The future of two US offshore wind farms has been left in question after one was sued and politicians called for another to be paused.

In a statement that the Ocean City’s Daily News Source published and headlined ‘Not so fast, Orsted’, the Danish engineering giant was named as one of two defendants in a case being brought against the project Ocean Wind 1 on the east coast of the US.

Ocean Wind 1

Ocean Wind 1 is facing legal challenges


Also being sued is the New Jersey Department of Environmental Protection (NJDEP), which issued a permit for the project in April this year, before opening a 30-day comment period from June 1 to June 30.

Three groups of defendants – Save LBI, Brigantine Beach and Protect Our Coast NJ – have joined forces to sue them, claiming the 100 turbines, which would be 15 miles off New jersey’s coast, will ‘crush and destroy the seabed, each tower weighing up to five million pounds’ (2,200 tonnes).

“NJDEP has acknowledged the wind turbines will destroy marine habitat, compress the sea floor, severely damage marine communities, compromise migration corridors for endangered marine mammals, cause commercial fishing stocks to decline, and injure the beach economy,” said Bruce Afran, attorney for the three groups. “Yet, the State persists in the bizarre belief that this massive engineering project will not injure our state’s coastal zone, one of the most important marine communities on the east coast and the core of New Jersey’s $47 billion tourist industry.”
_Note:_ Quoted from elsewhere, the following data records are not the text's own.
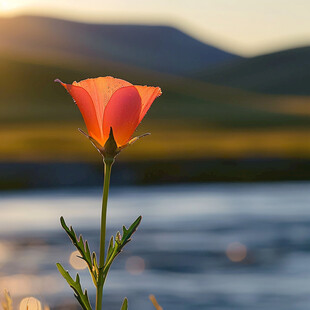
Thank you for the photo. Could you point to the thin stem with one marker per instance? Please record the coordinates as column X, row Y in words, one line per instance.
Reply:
column 107, row 174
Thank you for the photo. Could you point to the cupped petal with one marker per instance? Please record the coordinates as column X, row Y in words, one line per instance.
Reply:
column 122, row 114
column 101, row 90
column 87, row 109
column 148, row 94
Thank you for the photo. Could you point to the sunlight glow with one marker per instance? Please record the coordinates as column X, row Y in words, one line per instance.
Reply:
column 7, row 5
column 30, row 303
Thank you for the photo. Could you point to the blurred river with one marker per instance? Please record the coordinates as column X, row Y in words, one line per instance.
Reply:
column 213, row 246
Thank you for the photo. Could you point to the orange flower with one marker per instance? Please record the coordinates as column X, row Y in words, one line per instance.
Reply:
column 107, row 102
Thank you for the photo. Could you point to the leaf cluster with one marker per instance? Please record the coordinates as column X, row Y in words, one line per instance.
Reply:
column 115, row 247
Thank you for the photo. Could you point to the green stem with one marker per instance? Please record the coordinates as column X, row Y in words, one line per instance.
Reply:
column 107, row 174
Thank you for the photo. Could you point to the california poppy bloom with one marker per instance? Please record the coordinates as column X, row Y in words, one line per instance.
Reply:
column 107, row 102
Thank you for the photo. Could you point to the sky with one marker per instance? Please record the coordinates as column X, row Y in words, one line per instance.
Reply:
column 244, row 27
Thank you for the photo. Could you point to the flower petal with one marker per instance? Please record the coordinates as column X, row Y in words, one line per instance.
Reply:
column 86, row 107
column 122, row 114
column 100, row 90
column 148, row 95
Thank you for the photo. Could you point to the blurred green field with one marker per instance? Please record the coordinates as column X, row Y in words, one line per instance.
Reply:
column 192, row 119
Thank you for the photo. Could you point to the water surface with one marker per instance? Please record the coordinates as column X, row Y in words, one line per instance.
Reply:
column 180, row 252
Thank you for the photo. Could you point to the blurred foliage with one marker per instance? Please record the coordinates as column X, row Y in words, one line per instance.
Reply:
column 191, row 120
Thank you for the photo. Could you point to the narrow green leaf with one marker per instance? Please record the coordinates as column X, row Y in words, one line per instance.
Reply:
column 76, row 286
column 125, row 304
column 128, row 233
column 83, row 249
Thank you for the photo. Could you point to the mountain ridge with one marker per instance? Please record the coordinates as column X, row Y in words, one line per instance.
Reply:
column 153, row 47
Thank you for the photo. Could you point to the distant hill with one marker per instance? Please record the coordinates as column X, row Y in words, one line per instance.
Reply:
column 157, row 48
column 285, row 72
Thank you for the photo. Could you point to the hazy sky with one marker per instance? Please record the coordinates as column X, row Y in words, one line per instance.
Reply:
column 246, row 27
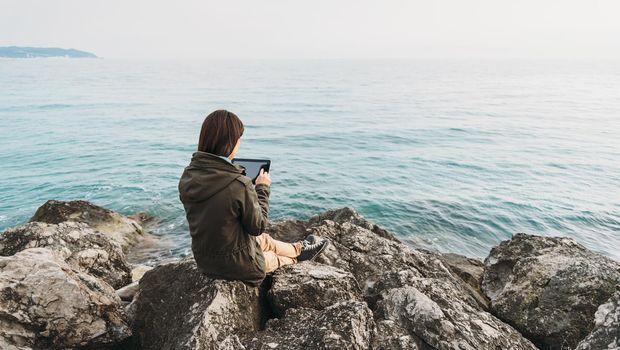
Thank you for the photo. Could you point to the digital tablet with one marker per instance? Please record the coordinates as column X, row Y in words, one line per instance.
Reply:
column 253, row 166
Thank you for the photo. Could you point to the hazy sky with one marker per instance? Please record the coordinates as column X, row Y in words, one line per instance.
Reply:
column 317, row 28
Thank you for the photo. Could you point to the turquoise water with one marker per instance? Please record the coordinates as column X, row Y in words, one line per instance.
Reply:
column 450, row 155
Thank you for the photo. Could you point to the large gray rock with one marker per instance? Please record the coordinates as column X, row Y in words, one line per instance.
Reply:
column 45, row 304
column 470, row 271
column 370, row 258
column 124, row 230
column 343, row 325
column 177, row 307
column 80, row 246
column 549, row 288
column 606, row 332
column 439, row 320
column 395, row 279
column 310, row 285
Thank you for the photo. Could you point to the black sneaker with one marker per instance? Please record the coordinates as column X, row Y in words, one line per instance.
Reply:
column 311, row 239
column 310, row 251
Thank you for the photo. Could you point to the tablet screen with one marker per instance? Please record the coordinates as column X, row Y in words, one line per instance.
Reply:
column 253, row 166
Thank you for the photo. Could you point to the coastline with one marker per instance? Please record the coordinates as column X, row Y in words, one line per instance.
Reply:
column 67, row 282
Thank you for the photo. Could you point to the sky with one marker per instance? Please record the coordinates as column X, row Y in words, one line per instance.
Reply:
column 317, row 28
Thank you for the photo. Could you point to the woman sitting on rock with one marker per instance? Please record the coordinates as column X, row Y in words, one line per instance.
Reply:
column 227, row 214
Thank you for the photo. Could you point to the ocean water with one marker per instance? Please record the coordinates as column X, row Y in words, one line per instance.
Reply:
column 448, row 155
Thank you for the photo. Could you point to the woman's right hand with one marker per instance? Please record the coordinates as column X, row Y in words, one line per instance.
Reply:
column 263, row 178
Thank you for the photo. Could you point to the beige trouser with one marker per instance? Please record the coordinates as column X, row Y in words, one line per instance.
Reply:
column 277, row 253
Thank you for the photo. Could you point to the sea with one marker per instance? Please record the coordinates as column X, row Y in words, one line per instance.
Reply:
column 448, row 155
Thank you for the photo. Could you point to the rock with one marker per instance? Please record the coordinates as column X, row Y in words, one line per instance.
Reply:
column 128, row 292
column 44, row 304
column 606, row 332
column 177, row 307
column 138, row 271
column 344, row 325
column 442, row 322
column 310, row 285
column 80, row 246
column 470, row 271
column 549, row 288
column 124, row 230
column 395, row 278
column 370, row 258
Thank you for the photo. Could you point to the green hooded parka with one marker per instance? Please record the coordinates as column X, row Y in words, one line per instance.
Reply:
column 224, row 211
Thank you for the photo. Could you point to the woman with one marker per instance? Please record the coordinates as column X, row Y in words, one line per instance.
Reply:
column 227, row 214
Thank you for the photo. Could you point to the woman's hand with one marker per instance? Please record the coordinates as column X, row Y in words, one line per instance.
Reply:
column 263, row 178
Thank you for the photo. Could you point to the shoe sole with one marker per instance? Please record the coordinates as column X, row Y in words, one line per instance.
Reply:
column 320, row 250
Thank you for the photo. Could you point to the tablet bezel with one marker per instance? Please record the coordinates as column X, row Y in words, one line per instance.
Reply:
column 253, row 160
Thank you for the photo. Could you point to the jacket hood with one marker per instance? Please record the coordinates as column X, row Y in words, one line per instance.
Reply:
column 206, row 175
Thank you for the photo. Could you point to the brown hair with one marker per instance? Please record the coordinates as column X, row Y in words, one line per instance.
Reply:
column 220, row 132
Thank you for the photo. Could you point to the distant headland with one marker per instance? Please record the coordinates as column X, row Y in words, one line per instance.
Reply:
column 33, row 52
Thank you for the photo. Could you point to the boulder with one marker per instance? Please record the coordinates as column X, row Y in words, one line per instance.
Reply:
column 45, row 304
column 178, row 307
column 470, row 271
column 395, row 279
column 310, row 285
column 127, row 232
column 370, row 258
column 79, row 245
column 343, row 325
column 430, row 315
column 606, row 332
column 548, row 288
column 138, row 271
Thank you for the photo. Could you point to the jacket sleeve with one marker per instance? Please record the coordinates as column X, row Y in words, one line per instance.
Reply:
column 255, row 209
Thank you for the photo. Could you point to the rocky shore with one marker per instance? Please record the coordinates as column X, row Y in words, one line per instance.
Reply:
column 66, row 283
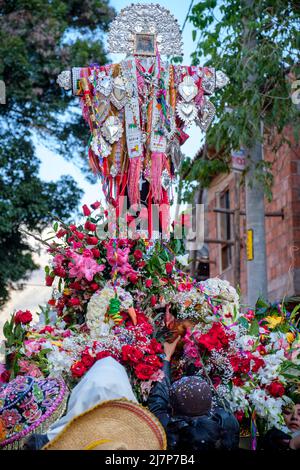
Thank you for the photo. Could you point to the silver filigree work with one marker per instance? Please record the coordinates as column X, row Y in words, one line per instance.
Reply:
column 206, row 115
column 221, row 79
column 187, row 112
column 100, row 147
column 166, row 180
column 121, row 92
column 141, row 18
column 64, row 80
column 187, row 89
column 209, row 80
column 112, row 129
column 104, row 84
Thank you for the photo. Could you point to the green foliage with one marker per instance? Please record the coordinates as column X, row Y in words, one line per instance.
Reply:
column 202, row 171
column 261, row 76
column 39, row 39
column 26, row 201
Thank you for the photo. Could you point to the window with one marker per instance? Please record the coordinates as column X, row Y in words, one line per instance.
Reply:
column 225, row 231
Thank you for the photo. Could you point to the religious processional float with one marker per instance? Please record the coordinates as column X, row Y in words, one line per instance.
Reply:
column 123, row 296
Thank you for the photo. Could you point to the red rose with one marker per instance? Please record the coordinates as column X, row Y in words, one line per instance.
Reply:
column 239, row 415
column 237, row 381
column 80, row 235
column 92, row 240
column 154, row 347
column 148, row 283
column 95, row 205
column 74, row 301
column 46, row 329
column 86, row 211
column 153, row 361
column 94, row 286
column 144, row 371
column 90, row 226
column 258, row 363
column 61, row 233
column 276, row 389
column 75, row 285
column 96, row 252
column 5, row 376
column 23, row 317
column 138, row 255
column 169, row 268
column 261, row 349
column 87, row 360
column 49, row 280
column 131, row 354
column 146, row 328
column 133, row 278
column 60, row 272
column 78, row 369
column 102, row 355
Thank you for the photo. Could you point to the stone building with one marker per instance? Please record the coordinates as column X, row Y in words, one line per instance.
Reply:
column 282, row 233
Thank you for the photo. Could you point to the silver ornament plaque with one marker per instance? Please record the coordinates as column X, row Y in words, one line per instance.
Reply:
column 187, row 112
column 136, row 21
column 187, row 89
column 206, row 115
column 112, row 129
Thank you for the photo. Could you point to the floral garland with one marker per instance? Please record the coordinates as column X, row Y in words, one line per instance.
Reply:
column 103, row 310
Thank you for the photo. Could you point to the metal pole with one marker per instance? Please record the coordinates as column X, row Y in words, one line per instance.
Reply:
column 237, row 232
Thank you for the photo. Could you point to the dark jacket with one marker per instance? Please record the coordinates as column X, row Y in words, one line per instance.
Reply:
column 218, row 429
column 275, row 439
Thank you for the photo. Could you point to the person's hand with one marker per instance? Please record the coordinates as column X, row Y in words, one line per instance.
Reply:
column 295, row 443
column 169, row 348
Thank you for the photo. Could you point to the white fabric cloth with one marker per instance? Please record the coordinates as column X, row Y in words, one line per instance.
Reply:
column 106, row 380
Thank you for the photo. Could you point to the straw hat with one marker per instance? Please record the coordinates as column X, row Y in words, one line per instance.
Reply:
column 29, row 405
column 112, row 425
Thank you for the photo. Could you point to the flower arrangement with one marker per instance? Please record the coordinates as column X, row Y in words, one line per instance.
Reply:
column 250, row 363
column 101, row 286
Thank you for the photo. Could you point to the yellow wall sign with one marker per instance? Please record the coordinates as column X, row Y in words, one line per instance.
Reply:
column 250, row 250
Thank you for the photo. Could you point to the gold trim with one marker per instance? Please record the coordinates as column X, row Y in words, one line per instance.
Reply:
column 99, row 405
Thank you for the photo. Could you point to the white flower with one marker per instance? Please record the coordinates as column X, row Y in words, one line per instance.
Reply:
column 183, row 259
column 98, row 306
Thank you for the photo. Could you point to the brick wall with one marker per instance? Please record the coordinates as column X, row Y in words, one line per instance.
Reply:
column 282, row 236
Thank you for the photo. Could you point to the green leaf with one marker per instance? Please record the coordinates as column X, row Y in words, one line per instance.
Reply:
column 254, row 328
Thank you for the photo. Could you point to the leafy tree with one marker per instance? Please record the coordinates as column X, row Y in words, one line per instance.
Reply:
column 255, row 43
column 26, row 202
column 38, row 39
column 271, row 62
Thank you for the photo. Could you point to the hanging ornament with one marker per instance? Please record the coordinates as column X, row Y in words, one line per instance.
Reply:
column 187, row 112
column 187, row 89
column 166, row 180
column 209, row 80
column 114, row 310
column 112, row 129
column 206, row 115
column 100, row 147
column 121, row 92
column 104, row 84
column 102, row 108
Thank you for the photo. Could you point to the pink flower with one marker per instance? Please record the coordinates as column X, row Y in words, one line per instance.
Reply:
column 84, row 267
column 86, row 211
column 95, row 205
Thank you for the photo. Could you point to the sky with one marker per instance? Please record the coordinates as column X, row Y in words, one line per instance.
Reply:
column 54, row 166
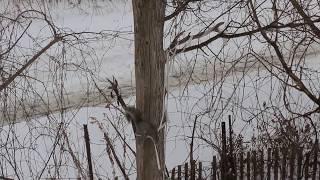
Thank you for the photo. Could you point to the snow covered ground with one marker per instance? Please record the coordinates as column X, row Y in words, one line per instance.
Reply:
column 35, row 148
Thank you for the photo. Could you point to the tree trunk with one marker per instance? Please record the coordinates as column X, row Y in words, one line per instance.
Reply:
column 149, row 75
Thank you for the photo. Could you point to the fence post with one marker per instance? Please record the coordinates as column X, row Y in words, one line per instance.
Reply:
column 87, row 140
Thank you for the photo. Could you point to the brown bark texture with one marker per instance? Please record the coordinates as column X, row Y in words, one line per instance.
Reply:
column 149, row 74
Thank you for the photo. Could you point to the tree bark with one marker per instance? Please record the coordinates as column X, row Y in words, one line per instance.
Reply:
column 149, row 74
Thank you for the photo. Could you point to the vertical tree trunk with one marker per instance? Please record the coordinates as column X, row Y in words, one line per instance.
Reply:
column 149, row 72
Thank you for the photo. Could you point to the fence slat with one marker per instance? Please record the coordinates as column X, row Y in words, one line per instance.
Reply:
column 284, row 164
column 254, row 163
column 261, row 165
column 241, row 165
column 306, row 166
column 292, row 163
column 276, row 163
column 214, row 168
column 269, row 163
column 193, row 170
column 179, row 172
column 200, row 171
column 299, row 168
column 231, row 152
column 315, row 160
column 223, row 161
column 186, row 171
column 173, row 173
column 248, row 165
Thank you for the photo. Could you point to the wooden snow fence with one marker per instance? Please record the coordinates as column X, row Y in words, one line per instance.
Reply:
column 295, row 163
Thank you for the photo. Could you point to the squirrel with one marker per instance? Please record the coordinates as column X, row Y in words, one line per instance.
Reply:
column 143, row 129
column 140, row 127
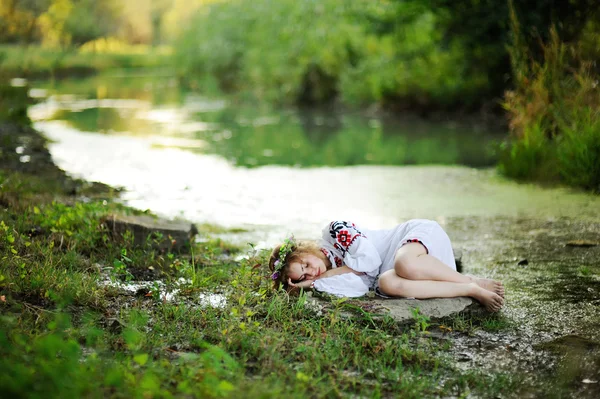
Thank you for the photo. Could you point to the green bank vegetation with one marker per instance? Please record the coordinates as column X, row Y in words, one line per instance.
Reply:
column 66, row 331
column 554, row 111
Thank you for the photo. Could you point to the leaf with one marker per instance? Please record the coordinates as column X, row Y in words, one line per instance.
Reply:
column 141, row 359
column 300, row 376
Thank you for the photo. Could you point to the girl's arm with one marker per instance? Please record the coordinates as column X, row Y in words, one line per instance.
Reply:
column 338, row 270
column 329, row 273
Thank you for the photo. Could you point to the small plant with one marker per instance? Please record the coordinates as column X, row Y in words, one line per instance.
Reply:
column 119, row 271
column 421, row 321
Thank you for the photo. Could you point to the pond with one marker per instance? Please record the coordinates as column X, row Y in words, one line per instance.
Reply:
column 267, row 173
column 273, row 172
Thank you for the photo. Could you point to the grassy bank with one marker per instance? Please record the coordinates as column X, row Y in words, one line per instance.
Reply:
column 67, row 329
column 35, row 61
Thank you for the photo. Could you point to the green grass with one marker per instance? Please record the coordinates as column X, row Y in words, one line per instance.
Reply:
column 64, row 335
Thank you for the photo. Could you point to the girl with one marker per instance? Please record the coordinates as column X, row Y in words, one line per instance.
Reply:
column 414, row 259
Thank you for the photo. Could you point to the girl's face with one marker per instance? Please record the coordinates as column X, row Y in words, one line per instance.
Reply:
column 307, row 267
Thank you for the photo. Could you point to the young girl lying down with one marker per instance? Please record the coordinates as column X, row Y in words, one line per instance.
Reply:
column 414, row 259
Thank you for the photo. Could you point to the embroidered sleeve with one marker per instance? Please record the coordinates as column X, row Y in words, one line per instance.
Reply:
column 357, row 251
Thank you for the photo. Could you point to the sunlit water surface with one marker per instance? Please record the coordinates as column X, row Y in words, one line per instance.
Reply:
column 277, row 172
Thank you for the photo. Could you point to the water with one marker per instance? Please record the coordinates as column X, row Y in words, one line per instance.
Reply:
column 210, row 160
column 272, row 173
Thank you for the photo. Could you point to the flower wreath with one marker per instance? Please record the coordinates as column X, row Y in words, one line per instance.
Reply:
column 286, row 248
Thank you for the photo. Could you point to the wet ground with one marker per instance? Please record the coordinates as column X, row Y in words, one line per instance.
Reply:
column 552, row 339
column 527, row 236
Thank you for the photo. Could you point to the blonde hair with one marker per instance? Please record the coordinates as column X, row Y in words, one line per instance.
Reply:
column 298, row 249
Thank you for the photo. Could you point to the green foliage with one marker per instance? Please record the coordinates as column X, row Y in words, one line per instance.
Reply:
column 354, row 50
column 64, row 335
column 13, row 103
column 554, row 115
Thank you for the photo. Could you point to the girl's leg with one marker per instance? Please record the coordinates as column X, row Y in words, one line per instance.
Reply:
column 412, row 262
column 391, row 284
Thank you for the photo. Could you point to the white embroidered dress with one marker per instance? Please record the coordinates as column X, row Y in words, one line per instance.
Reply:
column 373, row 251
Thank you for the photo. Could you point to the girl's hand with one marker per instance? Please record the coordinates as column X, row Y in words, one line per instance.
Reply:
column 302, row 284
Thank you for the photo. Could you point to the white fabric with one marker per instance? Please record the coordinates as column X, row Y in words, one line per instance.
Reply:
column 373, row 251
column 343, row 285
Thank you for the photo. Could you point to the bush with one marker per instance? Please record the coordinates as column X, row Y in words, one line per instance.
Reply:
column 554, row 115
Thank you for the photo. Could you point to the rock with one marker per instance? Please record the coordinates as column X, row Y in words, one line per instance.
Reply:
column 582, row 243
column 158, row 233
column 401, row 309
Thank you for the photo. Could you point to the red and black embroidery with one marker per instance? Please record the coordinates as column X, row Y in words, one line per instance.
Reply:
column 345, row 234
column 338, row 261
column 419, row 241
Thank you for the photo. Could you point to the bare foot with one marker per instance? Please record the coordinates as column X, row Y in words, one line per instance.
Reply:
column 491, row 285
column 492, row 301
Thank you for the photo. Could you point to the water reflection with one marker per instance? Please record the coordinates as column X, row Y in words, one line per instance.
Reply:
column 250, row 135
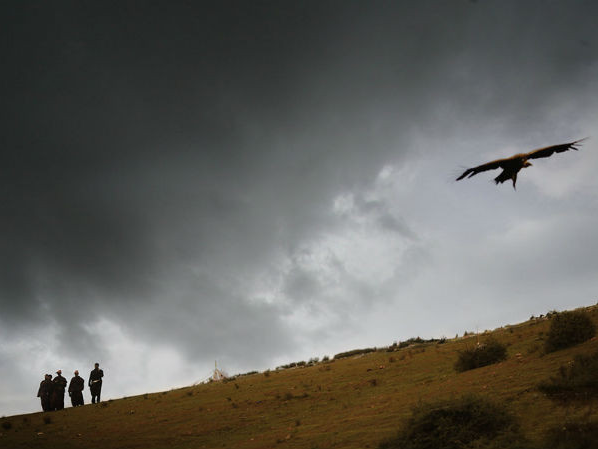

Over on the west coast, in Oregon, a letter has been sent by Oregon governor Tina Kotek and members of the state congressional delegation to the Bureau of Ocean Energy Management to slow down its planning process for offshore wind and ‘better evaluate their impact on the environment and Oregon’s economy’.

“Many valid questions and concerns remain about floating offshore wind,” the letter said. “These must be addressed transparently before we can support proceeding further toward any substantial development decisions on the Oregon coast.”

While claiming to be in support of action on climate change. The letter said: “However, any offshore wind project must be done responsibly and in collaboration with local communities, including fishing and tribal stakeholders.”